Sharif managed to find a new employer and kick-started the process of getting his work permit transferred to that new company, but the threatening letters were sent there too (how did they know?!) and now the new employer has backtracked on their decision to hire him. If this situation doesn't improve somehow, Sharif will have to go back to Bangladesh very soon.

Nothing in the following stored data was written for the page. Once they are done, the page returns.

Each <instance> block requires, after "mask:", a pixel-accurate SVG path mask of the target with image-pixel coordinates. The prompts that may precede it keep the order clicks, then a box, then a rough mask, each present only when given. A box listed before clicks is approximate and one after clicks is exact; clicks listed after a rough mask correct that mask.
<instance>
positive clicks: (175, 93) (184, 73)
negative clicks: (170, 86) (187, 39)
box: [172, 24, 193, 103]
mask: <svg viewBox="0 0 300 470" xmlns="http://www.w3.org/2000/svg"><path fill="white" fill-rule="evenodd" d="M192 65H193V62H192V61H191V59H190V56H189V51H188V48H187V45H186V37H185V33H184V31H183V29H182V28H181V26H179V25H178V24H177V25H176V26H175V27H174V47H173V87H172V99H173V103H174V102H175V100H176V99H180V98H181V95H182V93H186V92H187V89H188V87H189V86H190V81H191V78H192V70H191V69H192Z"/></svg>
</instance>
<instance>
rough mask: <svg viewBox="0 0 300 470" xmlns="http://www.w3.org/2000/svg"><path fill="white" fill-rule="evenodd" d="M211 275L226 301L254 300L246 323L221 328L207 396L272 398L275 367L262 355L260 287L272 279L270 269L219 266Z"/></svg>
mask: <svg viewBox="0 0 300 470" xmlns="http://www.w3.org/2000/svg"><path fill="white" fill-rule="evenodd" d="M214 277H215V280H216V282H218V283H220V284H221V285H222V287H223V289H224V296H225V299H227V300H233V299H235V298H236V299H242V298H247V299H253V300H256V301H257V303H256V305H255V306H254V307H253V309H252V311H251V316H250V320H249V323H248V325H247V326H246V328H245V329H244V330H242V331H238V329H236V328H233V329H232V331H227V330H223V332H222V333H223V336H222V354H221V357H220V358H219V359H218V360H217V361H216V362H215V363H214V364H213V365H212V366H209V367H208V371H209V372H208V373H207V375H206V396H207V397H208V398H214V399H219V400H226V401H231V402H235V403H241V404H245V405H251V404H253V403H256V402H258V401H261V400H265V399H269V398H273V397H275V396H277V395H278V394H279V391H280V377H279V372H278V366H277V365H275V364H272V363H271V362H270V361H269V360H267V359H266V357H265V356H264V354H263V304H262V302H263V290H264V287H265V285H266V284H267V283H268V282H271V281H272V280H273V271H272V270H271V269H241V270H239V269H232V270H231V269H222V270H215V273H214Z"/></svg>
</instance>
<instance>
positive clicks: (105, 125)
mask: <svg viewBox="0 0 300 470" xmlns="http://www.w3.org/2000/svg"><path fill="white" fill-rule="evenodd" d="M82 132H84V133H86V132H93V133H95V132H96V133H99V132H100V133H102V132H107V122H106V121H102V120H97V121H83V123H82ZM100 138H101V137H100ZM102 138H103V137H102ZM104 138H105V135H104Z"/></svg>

If you'd like to support Sharif and urge the authorities to fix this messed-up situation, you can sign this online petition. There'll also be an event in support of Sharif tonight at Palms Bistro (60 Anson Rd, #01-02, Singapore 079914), 8pm–9:30pm.


A former property agent has been sentenced to death for trafficking cannabis. His defence was one I hadn't heard before. His lawyers had argued that he'd intended to use the weed for research and development instead of for trafficking because he'd grown fixated on the idea of starting a cannabis-based business. The judge didn't buy it.

Regardless of what anyone might think about this defence, the death penalty can never be justified. I was also struck by this part of CNA's report, in which the judge referred to a statement that the accused had given:

Justice See also referred to a portion of Seet's statement - recorded a day after his arrest - where the accused said the cannabis mixture was meant to help "damaged" friends who "need help and sense of belonging and also to give them a sense of security".

Instead of rushing to impose the death penalty, we should pay more attention to what's being signalled here—the reasons why some people choose to use drugs, and the pain that they are trying to self-medicate away.

You can read my secondary newsletter, Altering States, for more reflections on drug policy and drug use.


A solo protest was held outside the Attorney-General's Chambers on Transgender Day of Visibility (31 March). Lune Loh, the protester, was arrested. The protest was intended to draw attention to the treatment of trans people in prison. From Lune's statement:

Many trans women in Singapore who face incarceration, or who are incarcerated, are pre-operative (largely due to being unable to afford it) or non-operative, and are thus not legally considered female by State authorities. Therefore, they still end up in male prisons with cis-male inmates and guards.

A family effort: my cat Begbie struck the pose, I took the photo and my husband made the meme.